Quale sia stato il destino della Terra di Lavoro nel violento e illecito cambiamento di regime è sia nella logica sia nella memoria di tutti. Essa passa dalla dinastia dei Borbone a quella dei Savoia come dal giorno alla notte. La rovina dei mercati per i prodotti della Bassa Italia è conseguenza di oltre un decennio di guerra  civile per il tentativo disperato dei meridionali di non divenire schiavi per sempre, dopo oltre cinque generazioni vissute a dir poco decentemente con il regime borbonico, e che deve subire il marchio infamante di “brigantaggio”. E’ conseguenza ancora dell’esosa politica fiscale dei nuovi padroni che usano tariffe  maggiorate per il Sud (che paga addirittura la tassa di guerra per essere stato conquistato!) al fine di drenare quanti più capitali possibili da far risalire verso il nord pieno di problemi economici (come il pauroso debito pubblico piemontese) al momento dell’unificazione. E’ conseguenza pure delle commesse pubbliche che scelgono esclusivamente imprese al di là del Garigliano quando la crisi è più dura. E’ conseguenza infine di provvedimenti legislativi estremamente iniqui che colpiscono indiscriminatamente le unità produttive meridionali anche più importanti e celebri come le ferriere di Mongiana (chiuse per farne altre a Terni) o come i setifici di S. Leucio (costantemente ostacolati per favorire il polo lombardo della seta). La guerra commerciale con la Francia dà il colpo mortale all’agricoltura meridionale e spinge, per la prima volta nella storia, milioni di disperati ad abbandonare le proprie terre per cercare fortuna nei luoghi più lontani e sconosciuti. Da briganti ad emigranti i meridionali vedono dimezzato il loro numero. E’ una vera diaspora. La laboriosità degli abitanti dell’ex provincia con capitale Caserta cozza contro la mala fede dei governi prima di Torino, poi di Firenze e infine di Roma che sfasciano consapevolmente il loro tessuto produttivo: addio alle industrie tessili della Valle del Liri, a quelle di S. Leucio e Piedimonte, alle derrate alimentarie della Campania Felix, alle cartiere della valle del Fibreno, alle cave di Mondragone e così via in una spirale di abbandono e di povertà istigata grazie anche alla presenza sempre più ingombrante e decisiva della camorra, sapientemente organizzata dall’aver partecipato in prima persona agli imbrogli di Cavour, Garibaldi e V. Emanuele.

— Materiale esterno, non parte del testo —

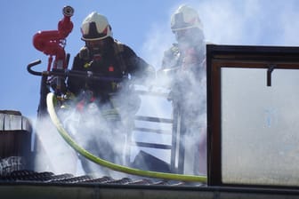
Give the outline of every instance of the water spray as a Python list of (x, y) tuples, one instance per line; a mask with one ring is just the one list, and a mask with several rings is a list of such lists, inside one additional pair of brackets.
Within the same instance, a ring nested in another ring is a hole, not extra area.
[(194, 182), (206, 182), (206, 176), (194, 176), (194, 175), (183, 175), (183, 174), (176, 174), (176, 173), (166, 173), (166, 172), (156, 172), (150, 171), (143, 171), (138, 170), (131, 167), (126, 167), (119, 164), (116, 164), (106, 160), (101, 159), (100, 157), (89, 153), (87, 150), (79, 146), (68, 133), (68, 131), (64, 129), (62, 123), (61, 123), (56, 112), (54, 102), (57, 100), (55, 95), (52, 92), (49, 92), (46, 99), (48, 113), (50, 115), (50, 118), (53, 124), (55, 125), (58, 132), (61, 135), (64, 140), (77, 153), (79, 153), (84, 157), (89, 159), (90, 161), (109, 168), (111, 170), (125, 172), (128, 174), (137, 175), (137, 176), (144, 176), (150, 178), (157, 178), (157, 179), (167, 179), (173, 180), (181, 180), (181, 181), (194, 181)]

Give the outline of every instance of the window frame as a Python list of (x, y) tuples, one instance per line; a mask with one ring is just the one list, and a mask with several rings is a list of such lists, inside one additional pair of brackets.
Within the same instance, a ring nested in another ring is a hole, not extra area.
[[(222, 68), (266, 69), (265, 85), (271, 85), (273, 69), (299, 69), (299, 47), (206, 45), (207, 183), (209, 186), (261, 187), (226, 184), (222, 180), (221, 70)], [(290, 187), (287, 186), (263, 186)]]

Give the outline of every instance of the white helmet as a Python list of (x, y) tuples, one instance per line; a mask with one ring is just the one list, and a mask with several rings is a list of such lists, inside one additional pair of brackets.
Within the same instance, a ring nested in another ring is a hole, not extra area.
[(198, 28), (202, 30), (203, 26), (198, 13), (193, 8), (182, 4), (171, 17), (171, 28), (175, 32), (191, 28)]
[(81, 25), (82, 40), (93, 41), (112, 37), (111, 27), (105, 16), (95, 12), (90, 13)]

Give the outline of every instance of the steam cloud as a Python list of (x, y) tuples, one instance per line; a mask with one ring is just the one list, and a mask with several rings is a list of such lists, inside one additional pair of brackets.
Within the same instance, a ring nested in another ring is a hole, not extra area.
[[(295, 4), (295, 1), (287, 2), (290, 4), (281, 1), (275, 1), (274, 4), (271, 0), (247, 0), (242, 1), (242, 3), (238, 0), (206, 0), (196, 2), (194, 7), (198, 11), (199, 17), (204, 24), (206, 39), (208, 42), (216, 44), (295, 45), (299, 44), (295, 35), (297, 32), (295, 28), (299, 28), (299, 22), (289, 19), (299, 19), (299, 14), (296, 12), (297, 9), (293, 6)], [(174, 12), (177, 7), (178, 5), (174, 6), (169, 13)], [(166, 19), (165, 21), (156, 23), (149, 31), (149, 36), (142, 46), (141, 57), (155, 66), (156, 69), (159, 69), (164, 51), (169, 48), (174, 42), (174, 37), (170, 30), (169, 16), (169, 19)], [(165, 88), (163, 86), (161, 88), (158, 87), (167, 84), (168, 80), (163, 79), (163, 81), (159, 81), (161, 82), (156, 84), (155, 89), (161, 89), (164, 92)], [(204, 91), (204, 89), (200, 91)], [(201, 94), (205, 96), (204, 93)], [(150, 97), (141, 97), (141, 107), (137, 114), (161, 117), (171, 116), (171, 104), (169, 101), (161, 101)], [(80, 126), (76, 122), (79, 115), (76, 115), (76, 114), (69, 114), (69, 115), (74, 117), (71, 118), (73, 123), (66, 123), (68, 128), (72, 131), (74, 137), (80, 136), (78, 139), (82, 145), (85, 145), (84, 140), (87, 138), (85, 130), (80, 129)], [(104, 123), (101, 122), (98, 115), (89, 115), (88, 118), (86, 117), (85, 120), (85, 123), (82, 126), (93, 128), (94, 133), (101, 133), (98, 131), (98, 127), (92, 126), (92, 123)], [(59, 173), (77, 173), (77, 156), (76, 153), (62, 140), (51, 123), (46, 121), (41, 123), (40, 127), (43, 130), (37, 128), (37, 133), (44, 144), (44, 147), (49, 155), (48, 157), (52, 160), (53, 164), (55, 164), (54, 171)], [(169, 128), (169, 126), (166, 128)], [(120, 131), (122, 131), (123, 129)], [(137, 135), (135, 139), (156, 140), (157, 138), (156, 135), (147, 137)], [(189, 141), (194, 140), (192, 138), (187, 138), (187, 139)], [(169, 143), (170, 137), (164, 136), (159, 141)], [(198, 139), (198, 141), (200, 142), (202, 140)], [(114, 146), (117, 146), (117, 144), (115, 143)], [(117, 148), (116, 151), (118, 149), (123, 150), (123, 148)], [(138, 150), (137, 148), (136, 151)], [(136, 154), (136, 151), (131, 152)], [(163, 160), (169, 160), (168, 152), (148, 151)], [(133, 156), (131, 158), (133, 158)], [(72, 169), (73, 167), (74, 169)], [(96, 167), (99, 166), (96, 165)]]

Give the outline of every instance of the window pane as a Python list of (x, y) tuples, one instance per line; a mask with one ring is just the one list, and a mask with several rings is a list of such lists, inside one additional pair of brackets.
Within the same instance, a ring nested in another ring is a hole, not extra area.
[(221, 73), (222, 182), (299, 186), (299, 70)]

Alla scuola l’ingrato ma fondamentale compito di cancellare la memoria storica del passato  borbonico da infangare con un sistema di menzogne e disinformazione unico al mondo perché regge impudentemente da 150 anni per l’autorevolezza dei suoi tutori, assisi nelle massime sfere.

Nel 1860 proprio in Terra di Lavoro si combatté quella battaglia del Volturno ritenuto l’evento decisivo per la sconfitta dei Borbone. Ma non fu un fatto politico, tanto meno un passaggio da un re a un altro; fu un fatto epocale perché designò il trionfo di un sistema di sviluppo socio-economico che i Borbone avevano osteggiato con i fatti per il benessere delle popolazioni. Il nuovo modello, specchio più o meno fedele nei confronti di quello anglo-sassone che sarebbe poi esploso alla grande negli USA, ha prodotto il mondo di oggi i cui mali più sofferti (come inquinamento, disoccupazione, colonialismo, emigrazione, supertassazione, instabilità politica, corruzione, malavita, sfruttamento del lavoro) non riuscirono mai a radicarsi in quel regno che andava da Gaeta a capo Lilibeo, dal Tronto ad Otranto e che era unito come nazione sin dai tempi remoti di Ruggero il Normanno.

Il futuro della Terra di Lavoro, come di tutto il Mezzogiorno, non sta, ovviamente, in un ritorno al passato ma non può da esso prescindere. Innanzitutto perché non lo conosce e poi perché non si possono ripercorrere gli itinerari zeppi di luoghi comuni e falsità (ignoranza, scarso senso civico, criminalità, assistenzialismo) che i vari governi centrali dal 1861 ad oggi hanno vanamente utilizzato per risanare i grossi problemi socio-economici presenti. E’ giunto finalmente il tempo per porre in rilievo i valori positivi e immanenti del periodo borbonico (senza nessuna anacronistica nostalgia dinastica) per trovare una fonte inesauribile di opportunità che costituiscono l’unica speranza delle venture generazioni meridionali.

 

V.G.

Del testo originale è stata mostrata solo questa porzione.